I need to design a data model for an Amazon S3-like application. Let's simplify the problem into 3 key concepts - users, buckets and objects. There are many ways to design this model - I'll list two.
Three Kinds - User, Bucket and Object. Each Object has a Bucket as its parent. Each Bucket has a User as its parent. User is the root.
Dynamic Kinds - Users are stored in the User kind and buckets are stored in the Bucket kind - same as #1. However objects within a bucket are stored in a dynamic kind named "<BucketID>_Object". There is no parent / child relationship between bucket and object entities anymore. This relationship is established by the name of the object kind.
#1 is of course the more intuitive and traditional model. One can argue that #2 is radical while others may say ridiculous.

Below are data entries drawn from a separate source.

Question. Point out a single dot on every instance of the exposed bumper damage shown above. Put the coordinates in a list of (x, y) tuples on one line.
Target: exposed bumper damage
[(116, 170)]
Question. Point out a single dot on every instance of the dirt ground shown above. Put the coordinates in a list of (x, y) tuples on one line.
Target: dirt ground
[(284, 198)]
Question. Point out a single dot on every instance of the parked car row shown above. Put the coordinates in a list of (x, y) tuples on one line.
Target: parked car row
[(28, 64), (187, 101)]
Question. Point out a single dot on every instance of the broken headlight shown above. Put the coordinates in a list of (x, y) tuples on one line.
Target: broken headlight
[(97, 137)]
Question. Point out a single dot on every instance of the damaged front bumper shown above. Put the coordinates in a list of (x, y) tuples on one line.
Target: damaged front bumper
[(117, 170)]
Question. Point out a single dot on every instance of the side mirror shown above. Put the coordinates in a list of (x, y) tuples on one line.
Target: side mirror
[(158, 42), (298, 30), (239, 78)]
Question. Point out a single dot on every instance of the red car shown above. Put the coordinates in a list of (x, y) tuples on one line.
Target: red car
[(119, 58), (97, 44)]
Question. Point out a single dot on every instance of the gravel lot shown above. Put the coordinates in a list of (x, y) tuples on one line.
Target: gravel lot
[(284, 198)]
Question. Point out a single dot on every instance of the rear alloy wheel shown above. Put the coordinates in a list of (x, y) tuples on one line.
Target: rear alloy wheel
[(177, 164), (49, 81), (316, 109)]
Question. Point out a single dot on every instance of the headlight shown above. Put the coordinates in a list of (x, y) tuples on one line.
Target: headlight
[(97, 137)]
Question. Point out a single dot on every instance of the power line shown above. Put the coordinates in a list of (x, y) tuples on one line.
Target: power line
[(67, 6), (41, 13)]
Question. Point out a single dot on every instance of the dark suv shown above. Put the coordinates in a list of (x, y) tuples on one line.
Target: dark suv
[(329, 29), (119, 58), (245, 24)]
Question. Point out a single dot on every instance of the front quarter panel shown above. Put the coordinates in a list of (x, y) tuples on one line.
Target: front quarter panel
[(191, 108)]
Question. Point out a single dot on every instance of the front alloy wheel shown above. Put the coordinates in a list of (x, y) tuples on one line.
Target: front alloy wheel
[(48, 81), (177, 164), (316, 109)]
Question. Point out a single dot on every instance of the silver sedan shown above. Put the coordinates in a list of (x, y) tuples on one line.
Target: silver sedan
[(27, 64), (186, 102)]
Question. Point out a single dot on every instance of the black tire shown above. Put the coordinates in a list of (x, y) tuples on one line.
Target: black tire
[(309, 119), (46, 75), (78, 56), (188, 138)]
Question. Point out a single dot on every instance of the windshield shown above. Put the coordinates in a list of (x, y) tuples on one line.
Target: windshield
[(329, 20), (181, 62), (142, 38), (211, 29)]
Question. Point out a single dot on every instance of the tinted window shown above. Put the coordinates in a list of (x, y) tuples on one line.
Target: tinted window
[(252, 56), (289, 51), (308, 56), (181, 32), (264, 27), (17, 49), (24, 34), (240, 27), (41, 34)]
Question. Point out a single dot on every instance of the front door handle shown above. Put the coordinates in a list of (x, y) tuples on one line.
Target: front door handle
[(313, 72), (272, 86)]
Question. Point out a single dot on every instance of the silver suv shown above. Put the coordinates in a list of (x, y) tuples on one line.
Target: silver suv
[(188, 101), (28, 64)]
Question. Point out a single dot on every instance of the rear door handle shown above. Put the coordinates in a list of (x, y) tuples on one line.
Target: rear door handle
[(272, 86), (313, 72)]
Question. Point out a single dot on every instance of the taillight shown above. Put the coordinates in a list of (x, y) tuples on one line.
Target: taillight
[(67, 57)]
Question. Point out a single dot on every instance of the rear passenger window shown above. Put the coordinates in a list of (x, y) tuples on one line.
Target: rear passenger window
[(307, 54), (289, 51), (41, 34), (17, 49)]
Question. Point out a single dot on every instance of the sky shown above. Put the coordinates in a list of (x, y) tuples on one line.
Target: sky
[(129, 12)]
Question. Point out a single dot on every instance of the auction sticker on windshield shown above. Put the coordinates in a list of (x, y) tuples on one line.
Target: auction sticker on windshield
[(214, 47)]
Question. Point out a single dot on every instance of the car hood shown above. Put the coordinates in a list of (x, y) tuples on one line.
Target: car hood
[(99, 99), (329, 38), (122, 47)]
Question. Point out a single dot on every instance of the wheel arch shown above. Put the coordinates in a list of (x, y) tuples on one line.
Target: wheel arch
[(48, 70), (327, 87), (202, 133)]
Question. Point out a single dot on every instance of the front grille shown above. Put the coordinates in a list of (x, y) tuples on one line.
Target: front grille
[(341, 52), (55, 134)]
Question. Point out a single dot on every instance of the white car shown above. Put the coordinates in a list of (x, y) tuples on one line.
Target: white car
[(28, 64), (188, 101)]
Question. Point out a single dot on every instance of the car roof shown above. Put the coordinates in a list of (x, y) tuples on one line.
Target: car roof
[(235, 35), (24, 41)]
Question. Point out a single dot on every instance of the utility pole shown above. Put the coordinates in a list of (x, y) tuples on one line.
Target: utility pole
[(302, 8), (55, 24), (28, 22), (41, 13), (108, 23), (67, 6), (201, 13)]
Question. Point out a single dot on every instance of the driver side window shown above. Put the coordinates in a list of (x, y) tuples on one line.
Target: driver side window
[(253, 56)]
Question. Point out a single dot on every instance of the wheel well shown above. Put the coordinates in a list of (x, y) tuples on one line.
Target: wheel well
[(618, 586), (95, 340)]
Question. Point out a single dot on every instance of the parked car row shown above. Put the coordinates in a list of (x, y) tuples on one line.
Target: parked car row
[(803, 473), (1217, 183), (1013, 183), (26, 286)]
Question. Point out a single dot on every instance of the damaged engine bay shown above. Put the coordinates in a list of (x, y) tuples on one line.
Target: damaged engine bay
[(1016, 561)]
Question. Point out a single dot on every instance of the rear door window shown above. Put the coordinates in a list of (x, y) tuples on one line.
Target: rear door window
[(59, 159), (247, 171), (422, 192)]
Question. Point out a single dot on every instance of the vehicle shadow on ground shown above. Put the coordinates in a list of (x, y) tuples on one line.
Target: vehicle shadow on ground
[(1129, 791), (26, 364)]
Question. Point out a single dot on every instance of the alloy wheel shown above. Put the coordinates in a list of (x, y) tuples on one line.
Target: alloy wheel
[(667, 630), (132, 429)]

Why am I thinking about #2? - In my application, properties defined on objects can vary from bucket to bucket. These properties are specified by the user at bucket creation time. Also, all properties on objects need to be queryable. A dynamic object kind per bucket allows me to support these requirements. Moreover, because my object kind is now a root kind, I no longer need to apply ancestor filters which means I get an index on each object property for free. In Model #1 I am forced to apply ancestor filters which means that I need a custom index for every property I want to query against.
I apologize for the convoluted explanation. I'll try better if it's not clear.
My questions are - is #2 a totally outrageous model? With #2 my kinds can potentially run into the 10s of thousands. Is that ok? I understand there's a limit on the number of custom indexes. But I am not creating custom indexes on my dynamic kinds but only relying on the automatic indexes.
Thanks, Keyur